When the unexpected "end" error is about to be thrown, would it be possible to look at the previous token, check if it is ++, and if so throw a more informative error?
Couldn't we add some specific error handling when seeing the
++token and it isn't a defined variable?
Nothing is defined at parse time, so it wouldn't be possible to know if ++ is defined while parsing. But during runtime an UndefVarError is thrown.
When the
unexpected "end"error is about to be thrown, would it be possible to look at the previous token, check if it is++, and if so throw a more informative error?
Rephrasing in a way I'm guessing would be easier to implement: When an operator is the current token, would it be possible to check if the operator is ++, and if so peek at the next token, see if it is unexpected (whether it be end or ] or whatever else), and if so throw a more informative error?
a new user might write i++ not knowing it is not equivalent to i += 1 (or even that ++ is parsed as an infix operator)
I'm not sure what the parsing issue is, if it's because ++ is technically legal infix operator, then it's at least very uncommon to use, so could at least the Linter (and therefore in VS Code, by default, I think) catch this (by default)? Ideally, Julia would too.. and not have defined it infix, but in case you want that dropped, then it would need to wait for 2.0...
julia> for n = 1:5
i++
end
ERROR: ParseError:
# Error @ REPL[17]:3:1
i++
end
└─┘ ── invalid identifier
Stacktrace:
[1] top-level scope
@ none:1
This error message certainly is better (at least now we know what the offending end is), but I don't think it addresses this issue fully. Some questions remain (for someone who thinks i++ is the same as i += 1, or who doesn't know ++ is an infix operator), such as, "Why is end being treated as an identifier here?"

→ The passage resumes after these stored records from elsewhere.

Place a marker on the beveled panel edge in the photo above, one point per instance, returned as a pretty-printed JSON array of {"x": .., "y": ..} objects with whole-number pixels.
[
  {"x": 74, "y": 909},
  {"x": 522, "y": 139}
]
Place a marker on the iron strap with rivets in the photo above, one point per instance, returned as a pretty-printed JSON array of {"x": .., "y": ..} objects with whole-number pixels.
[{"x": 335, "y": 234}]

I want to avoid writing a lot of hand-engineered error messages for special cases which is why I haven't pushed very hard on fixing this specific issue (sorry!)
But I agree we should be able to do so much better here. Let's keep this open as a reminder (along with several similar issues).

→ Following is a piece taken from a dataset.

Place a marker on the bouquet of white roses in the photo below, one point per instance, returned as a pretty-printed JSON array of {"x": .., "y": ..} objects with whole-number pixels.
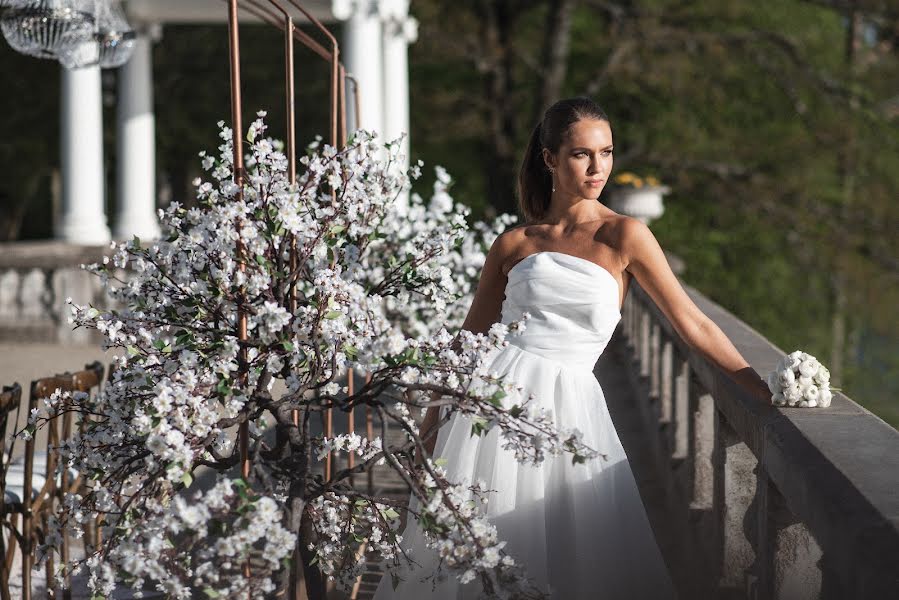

The main difficulty with error messages right now is that the existing parser structure/abstractions are kind of inadequate for good error reporting. Why? Well error recovery is inherently about making a statistical inference about the user's intentions. Doing this well depends on things we traditionally try to abstract away from a parser. Things like the precise amount of whitespace, the names of identifiers, etc etc. So I think we need a big rethink of how this is going to work before we start adding lots of detailed error reporting for particular special cases.
I want to avoid writing a lot of hand-engineered error messages for special cases which is why I haven't pushed very hard on fixing this specific issue (sorry!)
No need to apologize, and I totally get the sentiment about hand-engineered cases.
the names of identifiers
I hadn't realized the parser didn't have this info. That does make it more difficult!